I was paying attention to it now. Every stick, every pebble, every clod. Mostly I was paying attention to how they stuck into my back and the bruises that covered it. Ending a day of riding and walking by bedding down on the ground, I pronounced to myself solemnly, was the worst possible thing imaginable.
I tried to imagine other things; how soft the beds would be at this “Tower,” wondering if tables would be easier to clean, if men still emptied their trenchers as fast as the hungry farmers at Da’s inn, if entering the Tower would make me less clumsy. I also dreamed silly, girlish dreams of wearing dresses made of summertime and having gossamer hair.
But not all the daydreams of shimmering dresses and downy pillows could get rid of the lump shoving into my back with what had to be malicious, malignant, deliberate force. I pulled my cloak tighter around me, glad that my mother had thought of it. “Here, ya take this. It was meant for yer namin’ day gift, but it’ll serve ya better now’n then later,” she’d said as she’d plunged the heavy wool into my arms, her eyelashes clustered and dark.
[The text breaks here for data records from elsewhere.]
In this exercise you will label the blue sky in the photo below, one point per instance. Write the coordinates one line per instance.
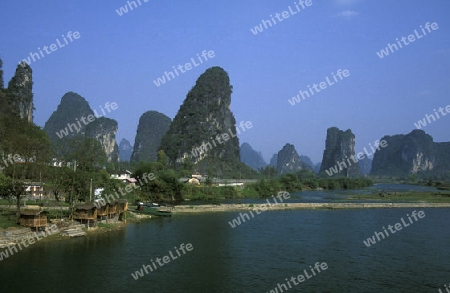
(117, 58)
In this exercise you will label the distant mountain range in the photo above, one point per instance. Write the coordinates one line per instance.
(203, 135)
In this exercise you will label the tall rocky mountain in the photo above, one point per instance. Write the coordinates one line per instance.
(70, 119)
(17, 98)
(125, 150)
(251, 158)
(338, 153)
(64, 121)
(317, 167)
(151, 129)
(365, 165)
(104, 130)
(274, 160)
(204, 132)
(411, 153)
(307, 160)
(288, 161)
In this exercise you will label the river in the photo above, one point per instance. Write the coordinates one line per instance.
(256, 256)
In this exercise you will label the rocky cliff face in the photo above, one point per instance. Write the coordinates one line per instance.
(204, 129)
(289, 161)
(409, 154)
(151, 129)
(19, 94)
(251, 158)
(71, 119)
(274, 160)
(104, 130)
(125, 150)
(307, 160)
(66, 120)
(338, 153)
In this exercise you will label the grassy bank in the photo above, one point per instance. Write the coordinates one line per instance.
(410, 196)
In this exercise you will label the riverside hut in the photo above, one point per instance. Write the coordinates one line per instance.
(122, 207)
(33, 218)
(86, 213)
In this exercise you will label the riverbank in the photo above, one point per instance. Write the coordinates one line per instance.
(301, 206)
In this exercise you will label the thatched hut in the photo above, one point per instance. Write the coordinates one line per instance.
(86, 212)
(122, 208)
(33, 218)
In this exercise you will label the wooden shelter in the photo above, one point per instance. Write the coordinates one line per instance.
(122, 208)
(33, 218)
(85, 213)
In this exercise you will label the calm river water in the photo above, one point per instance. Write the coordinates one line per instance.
(252, 257)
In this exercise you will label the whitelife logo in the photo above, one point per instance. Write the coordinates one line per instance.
(411, 38)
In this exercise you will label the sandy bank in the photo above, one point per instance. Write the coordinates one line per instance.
(302, 206)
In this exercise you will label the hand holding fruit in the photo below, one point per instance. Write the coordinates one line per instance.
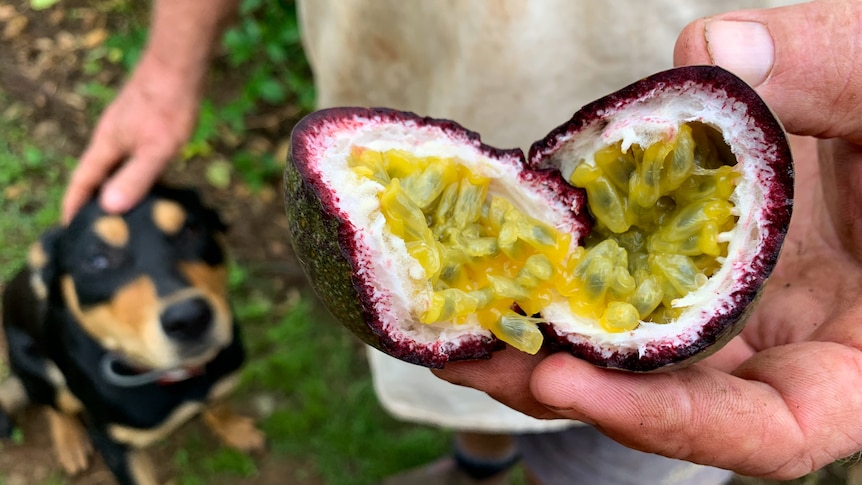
(783, 398)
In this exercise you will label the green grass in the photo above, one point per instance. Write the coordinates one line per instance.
(306, 376)
(32, 175)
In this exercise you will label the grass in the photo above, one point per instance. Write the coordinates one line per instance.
(307, 378)
(32, 175)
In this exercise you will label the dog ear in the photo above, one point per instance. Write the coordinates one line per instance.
(42, 262)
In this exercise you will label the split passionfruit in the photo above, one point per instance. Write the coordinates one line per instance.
(636, 235)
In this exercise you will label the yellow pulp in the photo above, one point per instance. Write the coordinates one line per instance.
(483, 256)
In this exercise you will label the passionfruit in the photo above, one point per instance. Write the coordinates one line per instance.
(637, 235)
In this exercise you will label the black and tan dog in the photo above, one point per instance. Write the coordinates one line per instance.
(121, 327)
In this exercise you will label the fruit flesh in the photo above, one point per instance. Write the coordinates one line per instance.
(488, 262)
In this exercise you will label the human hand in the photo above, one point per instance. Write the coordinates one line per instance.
(135, 138)
(784, 398)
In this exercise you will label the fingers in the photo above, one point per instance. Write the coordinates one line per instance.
(783, 415)
(802, 59)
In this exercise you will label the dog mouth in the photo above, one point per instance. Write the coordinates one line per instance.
(118, 371)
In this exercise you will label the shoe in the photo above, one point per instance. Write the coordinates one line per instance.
(451, 471)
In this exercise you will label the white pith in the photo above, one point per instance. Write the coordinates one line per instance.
(400, 290)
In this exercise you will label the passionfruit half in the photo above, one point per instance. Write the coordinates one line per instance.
(637, 235)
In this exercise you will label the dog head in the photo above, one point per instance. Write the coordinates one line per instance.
(150, 285)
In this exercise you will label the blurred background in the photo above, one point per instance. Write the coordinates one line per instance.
(61, 62)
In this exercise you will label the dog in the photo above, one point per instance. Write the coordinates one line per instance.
(120, 326)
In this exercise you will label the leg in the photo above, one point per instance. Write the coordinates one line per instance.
(477, 458)
(71, 444)
(582, 454)
(234, 430)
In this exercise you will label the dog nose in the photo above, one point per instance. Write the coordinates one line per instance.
(187, 320)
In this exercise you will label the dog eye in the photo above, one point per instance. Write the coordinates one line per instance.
(103, 260)
(96, 263)
(190, 232)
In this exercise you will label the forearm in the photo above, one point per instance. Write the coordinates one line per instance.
(184, 33)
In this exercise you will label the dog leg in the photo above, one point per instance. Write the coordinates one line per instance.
(234, 430)
(71, 444)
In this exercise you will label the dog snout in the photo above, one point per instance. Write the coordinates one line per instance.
(187, 320)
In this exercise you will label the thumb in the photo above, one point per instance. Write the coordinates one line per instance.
(804, 61)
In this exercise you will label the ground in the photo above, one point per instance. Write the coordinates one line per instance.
(45, 59)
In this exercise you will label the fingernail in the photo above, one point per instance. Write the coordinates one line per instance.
(742, 47)
(113, 201)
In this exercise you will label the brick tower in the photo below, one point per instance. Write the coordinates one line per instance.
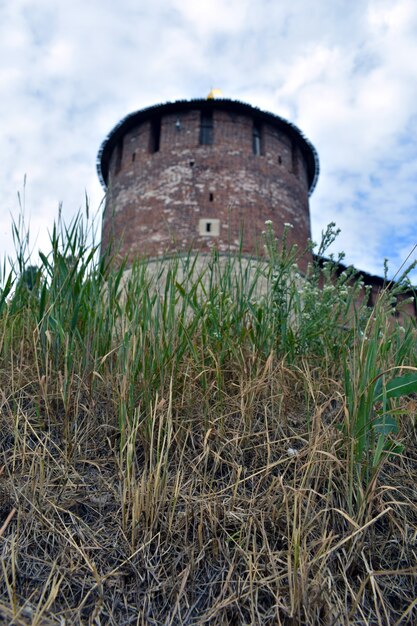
(193, 175)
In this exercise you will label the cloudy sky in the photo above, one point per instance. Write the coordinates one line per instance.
(344, 71)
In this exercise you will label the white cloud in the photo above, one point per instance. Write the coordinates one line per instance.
(344, 72)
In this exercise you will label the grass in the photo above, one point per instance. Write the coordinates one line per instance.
(193, 449)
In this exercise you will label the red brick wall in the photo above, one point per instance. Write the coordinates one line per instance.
(155, 200)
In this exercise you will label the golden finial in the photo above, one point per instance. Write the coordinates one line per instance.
(214, 93)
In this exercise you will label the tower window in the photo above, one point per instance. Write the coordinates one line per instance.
(119, 156)
(294, 158)
(209, 227)
(257, 139)
(155, 135)
(206, 128)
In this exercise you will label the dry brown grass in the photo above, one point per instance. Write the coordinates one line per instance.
(226, 510)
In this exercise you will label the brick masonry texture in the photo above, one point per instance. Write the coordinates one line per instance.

They almost looked wet, but I had never seen Marm cry.
I rolled over, worming my body into a convoluted lump, trying to squirm into at least one sliver of ground that wasn’t infested with a branch or knob. I wasn’t successful. I harrumphed into the dirt, annoyed that taking out my frustration on the soil would only serve to make me appear senseless. I would be so shamed if I ever made myself less in her eyes.
In the past two nights, as I hadn’t slept and as I had tried to ignore the misshapen bulges assaulting my back, I had grown accustomed to all sorts of new sounds. Bird calls that warbled, leaves skittering, boughs knocking together as though in greeting. The wind triggered the most captivating sounds: whispers and hums, clatters and thuds, swishes and clinks. Every night there was something new, something I’d never heard and couldn’t identify.
Startled, I realized that wasn’t the wind. I rolled again, onto a larger knot that pummeled my stomach, and met laughing brown eyes that gleamed in the light of the moon.